Some of the world's oldest cave paintings have revealed how ancient people had relatively advanced knowledge of astronomy. The artworks, at sites across Europe, are not simply depictions of wild animals, as was previously thought. Instead, the animal symbols may represent star constellations in the night sky, and are used to represent dates and mark events such as comet strikes, analysis suggests. They reveal that, perhaps as far back as 40,000 years ago, humans kept track of time using knowledge of how the position of the stars slowly changes over thousands of years.
     The findings suggest that ancient people understood an effect caused by the gradual shift of Earth's rotational axis. Discovery of this phenomenon was previously credited to the ancient Greeks. Around the time that Neanderthals became extinct, people could define dates to within 250 years, a new study shows. The astronomical insights of ancient people may have aided navigation of the open seas, with implications for our understanding of prehistoric human migration.
     Researchers from the Universities of Edinburgh and Kent studied details of Palaeolithic and Neolithic art featuring animal symbols at sites in Turkey, Spain, France and Germany. They found all the sites used the same method of date-keeping based on sophisticated astronomy, even though the art was separated in time by tens of thousands of years.

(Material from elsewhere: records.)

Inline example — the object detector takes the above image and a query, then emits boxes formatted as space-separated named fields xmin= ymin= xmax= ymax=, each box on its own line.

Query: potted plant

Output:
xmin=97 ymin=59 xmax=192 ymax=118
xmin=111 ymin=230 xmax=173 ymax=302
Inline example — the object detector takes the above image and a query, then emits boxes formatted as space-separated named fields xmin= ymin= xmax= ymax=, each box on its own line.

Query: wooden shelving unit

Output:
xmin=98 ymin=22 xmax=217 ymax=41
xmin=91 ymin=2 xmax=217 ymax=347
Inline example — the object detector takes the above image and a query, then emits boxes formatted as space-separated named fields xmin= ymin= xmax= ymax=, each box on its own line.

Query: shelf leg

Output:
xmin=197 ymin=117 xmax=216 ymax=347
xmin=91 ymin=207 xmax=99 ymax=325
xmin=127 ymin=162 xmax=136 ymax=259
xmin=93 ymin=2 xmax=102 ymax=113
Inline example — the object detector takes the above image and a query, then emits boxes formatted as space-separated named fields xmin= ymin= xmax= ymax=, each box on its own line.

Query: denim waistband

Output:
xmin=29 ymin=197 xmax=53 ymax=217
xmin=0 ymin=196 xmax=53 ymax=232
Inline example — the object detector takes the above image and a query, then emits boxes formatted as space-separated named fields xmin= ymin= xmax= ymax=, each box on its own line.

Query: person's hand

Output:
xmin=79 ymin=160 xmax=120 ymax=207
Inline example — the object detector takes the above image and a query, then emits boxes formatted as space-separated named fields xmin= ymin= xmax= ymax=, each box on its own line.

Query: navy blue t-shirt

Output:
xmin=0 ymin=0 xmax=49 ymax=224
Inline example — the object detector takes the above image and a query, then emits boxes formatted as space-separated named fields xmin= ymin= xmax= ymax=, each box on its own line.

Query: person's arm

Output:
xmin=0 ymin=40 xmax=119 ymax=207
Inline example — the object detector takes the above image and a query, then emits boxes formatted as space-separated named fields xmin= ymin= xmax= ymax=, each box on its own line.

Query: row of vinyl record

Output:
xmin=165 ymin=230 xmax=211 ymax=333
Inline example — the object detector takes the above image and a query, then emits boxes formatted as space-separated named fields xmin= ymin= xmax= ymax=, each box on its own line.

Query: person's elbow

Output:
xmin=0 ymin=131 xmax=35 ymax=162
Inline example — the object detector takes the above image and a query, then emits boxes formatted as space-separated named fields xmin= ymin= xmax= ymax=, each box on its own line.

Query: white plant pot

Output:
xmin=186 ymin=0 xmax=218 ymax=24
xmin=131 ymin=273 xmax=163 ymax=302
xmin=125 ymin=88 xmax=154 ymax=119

     Researchers clarified earlier findings from a study of stone carvings at one of these sites - Gobekli Tepe in modern-day Turkey - which is interpreted as a memorial to a devastating comet strike around 11,000 BCE. This strike was thought to have initiated a mini ice-age known as the Younger Dryas period. They also decoded what is probably the best known ancient artwork - the Lascaux Shaft Scene in France. The work, which features a dying man and several animals, may commemorate another comet strike around 15,200 BCE, researchers suggest.
     Dr Martin Sweatman, of the University of Edinburgh's School of Engineering, who led the study, said: "Early cave art shows that people had advanced knowledge of the night sky within the last ice age. Intellectually, they were hardly any different to us today. These findings support a theory of multiple comet impacts over the course of human development, and will probably revolutionise how prehistoric populations are seen."